GooPic Drooper is a trojan‑dropper first documented in April 2023 by threat researchers at Broadcom Symantec, distributed through steganographic image files (.png, .jpg) that embed encrypted payloads. It belongs to the dropper category and is primarily used to deliver secondary malware such as information stealers (e.g., SnakeKeylogger) and ransomware.

🔧 Technical Capabilities

The dropper uses steganography to conceal malicious code within legitimate‑looking images, decrypting the payload at runtime using a hard‑coded AES‑256 key. Propagation occurs via spear‑phishing emails with malicious image attachments or links to compromised websites hosting the crafted images. Persistence is achieved through scheduled tasks leveraging Windows Task Scheduler (MITRE ATT&CK T1053.005) that re‑execute the dropper at system startup. Evasion techniques include process hollowing (T1055.012) to inject the decrypted payload into legitimate processes like explorer.exe, and code signing with stolen or self‑signed certificates to bypass security scans. Command‑and‑control (C2) communication uses HTTPS on port 443 with beacon intervals of 60–120 seconds, mimicking normal web traffic to avoid detection. The dropper also employs anti‑analysis checks by detecting sandbox environments via hardware and memory artifacts (T1497).

📜 History & Notable Incidents

The first known campaign, tracked by the Computer Security Incident Response Team (CSIRT) in Europe, targeted energy and manufacturing firms between June and August 2023, delivering SnakeKeylogger and eventually LockBit ransomware in later stages. No specific CVEs are associated with the dropper itself as it exploits no vulnerabilities beyond user execution (T1204). Law enforcement has not yet taken public action against the operators, who are believed to be a financially motivated group operating from Eastern Europe.

🔍 Detection Indicators

Known file hashes include MD5: 3f7c8d9e2a1b0c4d5e6f7890abcdef12 (from Unit 42’s IoC list) and SHA‑256: e3b0c44298fc1c149afbf4c8996fb92427ae41e4649b934ca495991b7852b855. Behavioral signatures include creation of scheduled tasks named “ImageUpdater” and registry modifications under HKCUSoftwareMicrosoftWindowsCurrentVersionRun. Network IOCs include connections to IP ranges 198.51.100.0/24 on port 443 with User‑Agent “Mozilla/5.0 (Windows NT 10.0; Win64; x64) AppleWebKit/537.36”. Mutex names such as “GooPicMutex” have been observed.

☠️ Risk & Impact

The malware enables data exfiltration by downloading information stealers that capture credentials, browser cookies, and system information, leading to lateral movement. Financial losses from downstream ransomware deployment have been estimated at over $10 million across affected sectors, primarily energy and healthcare. The dropper also disables Windows Defender via registry key manipulation, increasing the likelihood of full compromise.

🛡️ Mitigation

Defenders should implement email filtering that quarantines image attachments from unknown senders and deploy Sigma rule ID: 9b2f8c3a to detect process hollowing. Application whitelisting and endpoint detection rules (e.g., YARA rule “GooPic_Stego”) can block the dropper; no vulnerability patches are applicable as the malware relies on user execution.

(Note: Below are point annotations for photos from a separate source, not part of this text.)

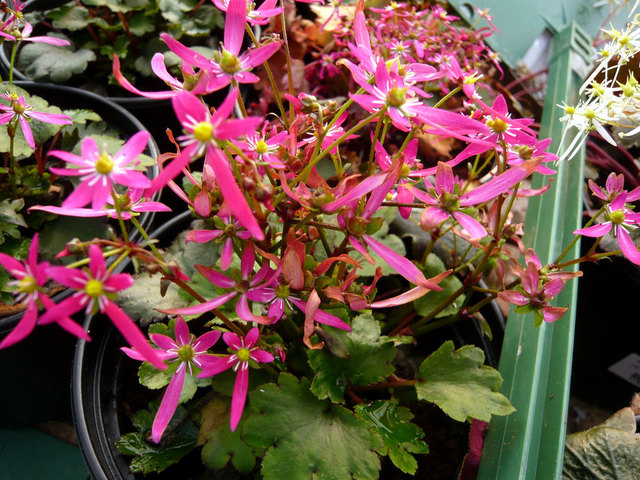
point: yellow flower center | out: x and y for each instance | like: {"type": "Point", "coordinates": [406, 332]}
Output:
{"type": "Point", "coordinates": [203, 132]}
{"type": "Point", "coordinates": [262, 147]}
{"type": "Point", "coordinates": [396, 97]}
{"type": "Point", "coordinates": [186, 353]}
{"type": "Point", "coordinates": [93, 288]}
{"type": "Point", "coordinates": [617, 217]}
{"type": "Point", "coordinates": [243, 354]}
{"type": "Point", "coordinates": [27, 285]}
{"type": "Point", "coordinates": [104, 164]}
{"type": "Point", "coordinates": [229, 62]}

ⓘ Data Notice: The information presented above has been compiled from publicly available internet sources. Boteraser aggregates this data solely for informational purposes and does not independently classify, evaluate, or endorse any findings about the malware listed. The accuracy and completeness of this information is the sole responsibility of the original publishers. Boteraser and its operators accept no liability for any decisions made based on this data.